# What are the 2007 wise-buys in France, Spain and Portugal?



## tonyt (May 25, 2005)

We invariably return to the UK well laden with all sorts of goodies from the French supermarkets - you just can't get that level of scrumptious from Tesco! We also tend to collect all sorts of unrelated bits and bobs - I can't resist browsing in foreign hardware shops and the missus has a goal in life to beat Emelda Marcos in the shoe department.
Are there any particular motorhome related items that are available in those countries that perhaps are a better quality/price than in the UK?
I know many of us consider wine to be motorhome related but I was thinking more in the accessory/equipment line.


----------



## Grizzly (May 9, 2005)

Apart from wine we brought very little back with us this time. Even the margin on spirits is not as tempting as it used to be. There are very few things you cannot get in UK now for a comparable price. It's even the wrong time of year for olive oil and I have got tins of confit de canard from last trip.

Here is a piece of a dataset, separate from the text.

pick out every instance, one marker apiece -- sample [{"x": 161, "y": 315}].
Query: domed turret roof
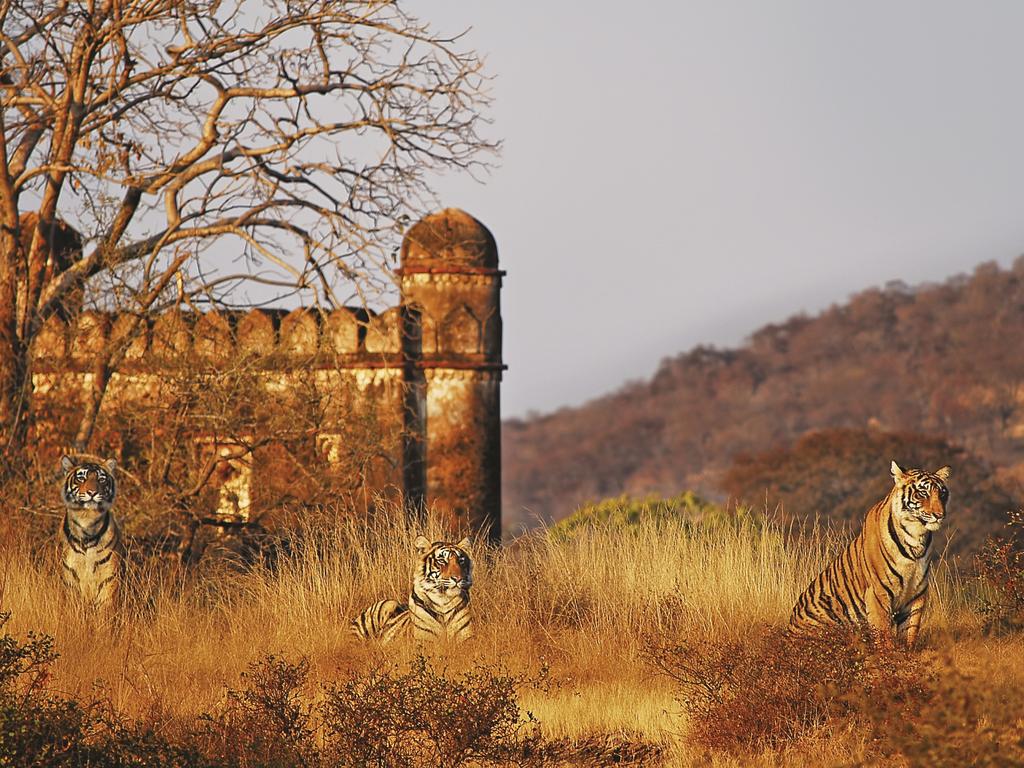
[{"x": 449, "y": 239}]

We've browsed in European camping accessory shops and found nothing different and the prices for the same items often grossly higher than our local shop.

Not sure how motorhome related these are but I buy a stock of 20cl cartons ( small ones) of Knorr sauces particularly bechamel. The're not something I've seen in UK where we tend to go for wall-paper paste type white sauce if available and they are very useful in the van. 

We have bought maps but they've usually been because we needed one not because we couldn't get it at home.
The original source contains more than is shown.